Neurodivergent computing students report discomfort with unstructured collaborative assignments and prefer smaller teams with explicit roles.

A machine-rendered reading of the paper's core claim, the machinery that carries it, and where it could break.

The paper surveyed 24 neurodivergent computing students who are autistic or have ADHD, plus 20 neurotypical peers, and interviewed four neurodivergent students. Neurodivergent participants described discomfort when assignments lack clear structure or carry ambiguous expectations. They indicated stronger comfort with smaller teams that meet frequently and use explicitly defined roles. Interviews surfaced coping approaches such as students choosing their own roles and deciding whether to disclose their neurodivergence. The results frame recommendations for making collaborative active learning more accessible through deliberate design choices.

Core claim

A survey of neurodivergent computing students and interviews establish that team dynamics and assignment structure affect comfort, with neurodivergent students expressing discomfort with assignments that lack structure or have ambiguous expectations and preferring smaller teams that work together frequently with explicitly defined roles.

What carries the argument

Survey and interview data on how team size, role definition, and assignment clarity shape neurodivergent students' comfort in collaborative active learning.

If this is right

  • Collaborative assignments benefit from explicit expectations and clear structure to reduce discomfort.
  • Smaller teams that collaborate frequently with assigned roles increase comfort for neurodivergent students.
  • Allowing students to self-select roles offers one practical coping strategy.
  • Options for self-disclosure can help neurodivergent students manage discomfort in group settings.

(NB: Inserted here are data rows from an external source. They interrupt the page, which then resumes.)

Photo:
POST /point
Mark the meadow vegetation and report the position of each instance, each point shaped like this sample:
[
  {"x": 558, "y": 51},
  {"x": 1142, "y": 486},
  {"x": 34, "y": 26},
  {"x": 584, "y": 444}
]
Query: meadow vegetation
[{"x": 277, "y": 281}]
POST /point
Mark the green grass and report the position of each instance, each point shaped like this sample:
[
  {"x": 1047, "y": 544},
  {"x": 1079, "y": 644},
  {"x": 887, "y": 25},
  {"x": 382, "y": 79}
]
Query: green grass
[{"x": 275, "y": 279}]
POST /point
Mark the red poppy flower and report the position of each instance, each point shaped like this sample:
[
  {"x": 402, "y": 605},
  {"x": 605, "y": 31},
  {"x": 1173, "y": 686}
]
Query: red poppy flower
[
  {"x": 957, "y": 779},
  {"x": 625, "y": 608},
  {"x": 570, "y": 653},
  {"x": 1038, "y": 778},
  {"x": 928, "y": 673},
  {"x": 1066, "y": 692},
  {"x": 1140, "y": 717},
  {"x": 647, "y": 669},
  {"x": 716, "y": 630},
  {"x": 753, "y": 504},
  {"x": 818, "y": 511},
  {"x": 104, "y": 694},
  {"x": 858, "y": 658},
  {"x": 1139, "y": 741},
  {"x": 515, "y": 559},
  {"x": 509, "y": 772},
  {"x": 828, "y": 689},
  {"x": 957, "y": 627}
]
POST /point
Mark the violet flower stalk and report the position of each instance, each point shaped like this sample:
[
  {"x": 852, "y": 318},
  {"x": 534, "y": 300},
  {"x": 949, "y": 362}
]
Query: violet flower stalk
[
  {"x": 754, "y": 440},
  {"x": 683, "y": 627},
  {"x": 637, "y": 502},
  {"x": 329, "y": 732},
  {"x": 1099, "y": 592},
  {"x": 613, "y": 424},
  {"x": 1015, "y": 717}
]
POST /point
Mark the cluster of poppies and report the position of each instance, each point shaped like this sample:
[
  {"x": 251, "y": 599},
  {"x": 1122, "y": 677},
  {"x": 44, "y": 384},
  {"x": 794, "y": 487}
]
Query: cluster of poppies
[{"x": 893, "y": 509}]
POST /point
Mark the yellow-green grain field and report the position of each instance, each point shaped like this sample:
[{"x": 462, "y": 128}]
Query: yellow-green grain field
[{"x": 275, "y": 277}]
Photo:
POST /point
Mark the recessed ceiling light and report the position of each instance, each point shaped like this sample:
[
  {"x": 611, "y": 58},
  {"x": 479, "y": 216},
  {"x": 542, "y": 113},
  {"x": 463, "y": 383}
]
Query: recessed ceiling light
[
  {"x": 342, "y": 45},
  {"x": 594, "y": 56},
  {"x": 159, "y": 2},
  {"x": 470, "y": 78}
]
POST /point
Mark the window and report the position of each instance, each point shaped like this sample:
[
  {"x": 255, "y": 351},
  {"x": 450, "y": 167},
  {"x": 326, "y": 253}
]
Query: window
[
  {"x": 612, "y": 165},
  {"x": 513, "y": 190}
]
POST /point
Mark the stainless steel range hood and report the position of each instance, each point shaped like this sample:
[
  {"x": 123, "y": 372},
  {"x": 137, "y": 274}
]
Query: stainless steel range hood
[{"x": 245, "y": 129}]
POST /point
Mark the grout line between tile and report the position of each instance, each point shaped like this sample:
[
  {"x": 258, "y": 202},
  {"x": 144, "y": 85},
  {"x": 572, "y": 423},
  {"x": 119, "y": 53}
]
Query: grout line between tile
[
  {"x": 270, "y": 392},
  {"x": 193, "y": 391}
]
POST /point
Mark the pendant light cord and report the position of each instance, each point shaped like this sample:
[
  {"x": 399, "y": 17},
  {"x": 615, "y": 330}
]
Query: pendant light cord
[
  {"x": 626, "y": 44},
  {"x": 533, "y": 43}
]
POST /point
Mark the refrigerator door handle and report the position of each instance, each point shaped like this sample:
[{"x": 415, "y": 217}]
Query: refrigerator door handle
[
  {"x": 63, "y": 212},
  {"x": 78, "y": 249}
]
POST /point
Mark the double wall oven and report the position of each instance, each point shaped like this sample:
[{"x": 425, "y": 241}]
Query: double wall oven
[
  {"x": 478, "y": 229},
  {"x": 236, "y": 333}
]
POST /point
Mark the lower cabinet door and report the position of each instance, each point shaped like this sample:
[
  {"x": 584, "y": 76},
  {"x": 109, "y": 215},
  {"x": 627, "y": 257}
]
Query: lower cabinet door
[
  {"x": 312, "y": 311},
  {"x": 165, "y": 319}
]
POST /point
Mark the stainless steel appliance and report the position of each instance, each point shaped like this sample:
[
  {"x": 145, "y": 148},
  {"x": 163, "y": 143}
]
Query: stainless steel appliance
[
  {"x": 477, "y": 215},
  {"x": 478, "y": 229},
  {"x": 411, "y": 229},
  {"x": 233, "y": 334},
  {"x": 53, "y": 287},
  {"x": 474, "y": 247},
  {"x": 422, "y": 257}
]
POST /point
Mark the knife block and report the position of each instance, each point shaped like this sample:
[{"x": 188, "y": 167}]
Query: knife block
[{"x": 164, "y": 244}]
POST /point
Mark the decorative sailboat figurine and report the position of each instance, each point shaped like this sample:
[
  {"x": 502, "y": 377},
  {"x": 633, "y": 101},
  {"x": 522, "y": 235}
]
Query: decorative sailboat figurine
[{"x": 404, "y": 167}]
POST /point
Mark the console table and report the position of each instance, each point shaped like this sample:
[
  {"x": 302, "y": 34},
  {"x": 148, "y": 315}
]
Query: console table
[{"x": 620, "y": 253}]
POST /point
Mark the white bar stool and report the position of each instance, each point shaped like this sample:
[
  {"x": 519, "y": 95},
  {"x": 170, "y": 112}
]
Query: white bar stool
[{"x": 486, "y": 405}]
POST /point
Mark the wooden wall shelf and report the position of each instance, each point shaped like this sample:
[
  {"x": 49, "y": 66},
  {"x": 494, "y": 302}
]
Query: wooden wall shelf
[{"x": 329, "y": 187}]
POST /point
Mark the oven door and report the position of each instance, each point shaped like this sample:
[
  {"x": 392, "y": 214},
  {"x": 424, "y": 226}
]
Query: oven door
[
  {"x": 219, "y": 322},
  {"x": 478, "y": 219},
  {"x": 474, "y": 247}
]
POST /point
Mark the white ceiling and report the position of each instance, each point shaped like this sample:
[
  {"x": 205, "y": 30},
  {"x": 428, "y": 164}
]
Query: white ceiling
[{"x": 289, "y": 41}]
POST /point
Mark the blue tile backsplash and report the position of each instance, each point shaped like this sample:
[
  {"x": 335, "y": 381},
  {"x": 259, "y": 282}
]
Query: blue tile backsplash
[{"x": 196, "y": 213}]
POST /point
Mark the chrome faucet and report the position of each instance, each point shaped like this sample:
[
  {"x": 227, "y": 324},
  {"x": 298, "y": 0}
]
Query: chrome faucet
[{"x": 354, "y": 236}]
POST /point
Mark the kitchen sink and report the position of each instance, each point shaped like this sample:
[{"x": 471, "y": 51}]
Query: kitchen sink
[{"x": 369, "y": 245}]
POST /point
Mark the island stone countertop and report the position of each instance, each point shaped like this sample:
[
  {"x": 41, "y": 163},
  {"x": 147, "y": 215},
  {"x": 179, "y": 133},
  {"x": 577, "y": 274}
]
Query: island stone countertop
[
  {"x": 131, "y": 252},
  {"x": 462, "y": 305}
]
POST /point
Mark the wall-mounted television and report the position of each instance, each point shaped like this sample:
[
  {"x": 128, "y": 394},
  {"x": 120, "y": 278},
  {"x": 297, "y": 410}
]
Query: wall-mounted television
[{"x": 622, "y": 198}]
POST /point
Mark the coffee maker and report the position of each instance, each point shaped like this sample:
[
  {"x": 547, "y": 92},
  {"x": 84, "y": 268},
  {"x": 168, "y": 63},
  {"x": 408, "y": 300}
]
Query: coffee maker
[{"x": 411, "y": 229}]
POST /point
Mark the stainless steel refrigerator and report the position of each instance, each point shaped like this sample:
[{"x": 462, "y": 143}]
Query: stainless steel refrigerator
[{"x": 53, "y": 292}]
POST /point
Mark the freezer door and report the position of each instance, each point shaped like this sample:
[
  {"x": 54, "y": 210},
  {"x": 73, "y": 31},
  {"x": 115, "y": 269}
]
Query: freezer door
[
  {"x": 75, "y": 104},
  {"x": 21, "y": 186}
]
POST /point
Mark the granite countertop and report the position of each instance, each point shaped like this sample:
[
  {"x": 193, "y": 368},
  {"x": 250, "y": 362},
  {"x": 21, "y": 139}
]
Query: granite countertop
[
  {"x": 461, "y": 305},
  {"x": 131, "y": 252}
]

Where Pith is reading between the lines

These are editorial extensions of the paper, not claims the author makes directly.

  • The same structural preferences may appear in collaborative settings outside computing if examined in other fields.
  • Clearer team structures could affect course persistence or completion rates among neurodivergent students.
  • Instructor guidance on implementing defined roles might translate the findings into classroom practice.

Load-bearing premise

The self-reported experiences of the 24 surveyed neurodivergent students accurately reflect broader patterns and can inform design recommendations for all such students.

What would settle it

A larger-scale study in which most neurodivergent computing students report equal or greater comfort with unstructured collaborative tasks than with structured ones would undermine the central claim.

Figures

Figures reproduced from arXiv: 2605.23823 by Cynthia Zastudil, Rayhona Nasimova, Srishty Muthusekaran, Stephen MacNeil.

Figure 1
Figure 1. Figure 1: Percentage distributions of participants’ responses to our Likert-scale survey questions on team dynamics. [PITH_FULL_IMAGE:figures/full_fig_p004_1.png] view at source ↗
read the original abstract

Computing courses often feature active learning techniques that promote collaboration and social interaction between students. However, neurodivergent students' preferences and experiences with these techniques are not well understood. We conducted a survey of neurodivergent computing students (n=24), specifically autistic students or students with ADHD, and neurotypical computing students (n=20) to understand how the structure of collaborative active learning affects their comfort in computing courses. We also interviewed four computing students on the autism spectrum or with ADHD to gain more contextualized insights into their experiences and accessibility recommendations. Our survey surfaces how team dynamics and assignment structure can impact neurodivergent students' comfort in computing courses. Neurodivergent students expressed discomfort with assignments that lack structure or have ambiguous expectations. Neurodivergent students prefer smaller teams that work together frequently with explicitly defined roles. Our interviews identified ways that neurodivergent students cope with discomfort in collaborative active learning, including self-selecting roles and self-disclosure. While preliminary, our results highlight how instructors can design collaborative active learning to be more equitable and accessible for neurodivergent students.

Editorial analysis

A structured set of objections, weighed in public.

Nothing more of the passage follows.